A. Maternal thrombosis and fetal growth restriction only
B. Maternal seizures and gestational diabetes
C. Fetal PKU with severe early-onset symptoms
D. Fetal microcephaly, intellectual disability, and congenital heart defects (Correct Answer)
E. Maternal liver failure and fetal hydrops
Explanation: ***Fetal microcephaly, intellectual disability, and congenital heart defects***
- Elevated maternal **phenylalanine levels** (above 6 mg/dL) cross the placenta and act as a **teratogen**, leading to the classic **Maternal PKU Syndrome**.
- This syndrome is characterized by a high risk of **microcephaly**, severe **intellectual disability**, and structural **congenital heart defects** (e.g., Tetralogy of Fallot).
*Maternal seizures and gestational diabetes*
- While poorly controlled PKU can affect maternal health, it is not a primary risk factor for the development of **gestational diabetes**.
- The primary concern in this clinical scenario is the **teratogenic effect** on the fetus rather than specific maternal metabolic complications like diabetes.
*Maternal liver failure and fetal hydrops*
- PKU is an **enzymatic deficiency** (phenylalanine hydroxylase) and does not typically present with acute **liver failure** or cause **fetal hydrops**.

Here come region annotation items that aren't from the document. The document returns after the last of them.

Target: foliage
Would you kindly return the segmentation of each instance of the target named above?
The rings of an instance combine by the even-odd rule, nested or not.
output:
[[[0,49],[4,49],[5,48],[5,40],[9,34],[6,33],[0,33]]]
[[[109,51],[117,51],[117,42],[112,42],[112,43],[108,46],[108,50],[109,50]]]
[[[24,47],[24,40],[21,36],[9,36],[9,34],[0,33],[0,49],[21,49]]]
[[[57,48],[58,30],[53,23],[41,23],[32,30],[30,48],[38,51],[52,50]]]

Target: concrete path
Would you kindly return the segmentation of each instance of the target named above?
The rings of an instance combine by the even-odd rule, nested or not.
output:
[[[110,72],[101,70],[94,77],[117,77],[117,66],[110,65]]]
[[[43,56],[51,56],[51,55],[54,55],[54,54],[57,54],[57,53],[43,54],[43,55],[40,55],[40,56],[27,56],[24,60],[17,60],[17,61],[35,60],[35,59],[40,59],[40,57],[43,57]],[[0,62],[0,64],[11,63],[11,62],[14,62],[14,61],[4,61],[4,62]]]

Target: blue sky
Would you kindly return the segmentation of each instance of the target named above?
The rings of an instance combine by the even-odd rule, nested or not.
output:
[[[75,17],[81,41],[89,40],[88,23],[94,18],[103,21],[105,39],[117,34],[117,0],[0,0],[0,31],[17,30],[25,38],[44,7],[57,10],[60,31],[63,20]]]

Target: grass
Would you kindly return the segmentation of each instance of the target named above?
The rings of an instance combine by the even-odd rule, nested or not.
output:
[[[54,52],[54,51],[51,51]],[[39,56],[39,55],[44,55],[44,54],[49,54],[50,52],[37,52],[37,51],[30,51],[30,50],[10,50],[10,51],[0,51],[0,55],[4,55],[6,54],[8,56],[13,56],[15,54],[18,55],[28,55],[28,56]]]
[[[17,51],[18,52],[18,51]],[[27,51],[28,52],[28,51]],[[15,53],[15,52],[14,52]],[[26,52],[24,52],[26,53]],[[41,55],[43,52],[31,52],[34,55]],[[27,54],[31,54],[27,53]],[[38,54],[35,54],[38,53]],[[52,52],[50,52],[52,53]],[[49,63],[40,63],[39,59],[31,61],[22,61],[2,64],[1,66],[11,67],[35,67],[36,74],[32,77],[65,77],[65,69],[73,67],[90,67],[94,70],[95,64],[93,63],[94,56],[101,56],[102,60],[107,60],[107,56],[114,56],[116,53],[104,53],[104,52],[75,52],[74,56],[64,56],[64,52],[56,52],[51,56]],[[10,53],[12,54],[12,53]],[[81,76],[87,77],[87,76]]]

- Fetal hydrops is more commonly associated with **Rh isoimmunization**, **congenital infections**, or severe fetal anemias.
*Fetal PKU with severe early-onset symptoms*
- The fetus will only have PKU if it inherits a mutated allele from both parents; the risks described are due to the **toxic maternal environment**, not the fetus's genotype.
- Infants with PKU are usually asymptomatic at birth due to maternal clearance of phenylalanine; symptoms only develop after birth when they begin **protein feeds**.
*Maternal thrombosis and fetal growth restriction only*
- While **intrauterine growth restriction (IUGR)** is a component of Maternal PKU Syndrome, the risk is not limited to growth and thrombosis.
- **Maternal thrombosis** is a more common concern in disorders like **homocystinuria**, not classic Phenylketonuria.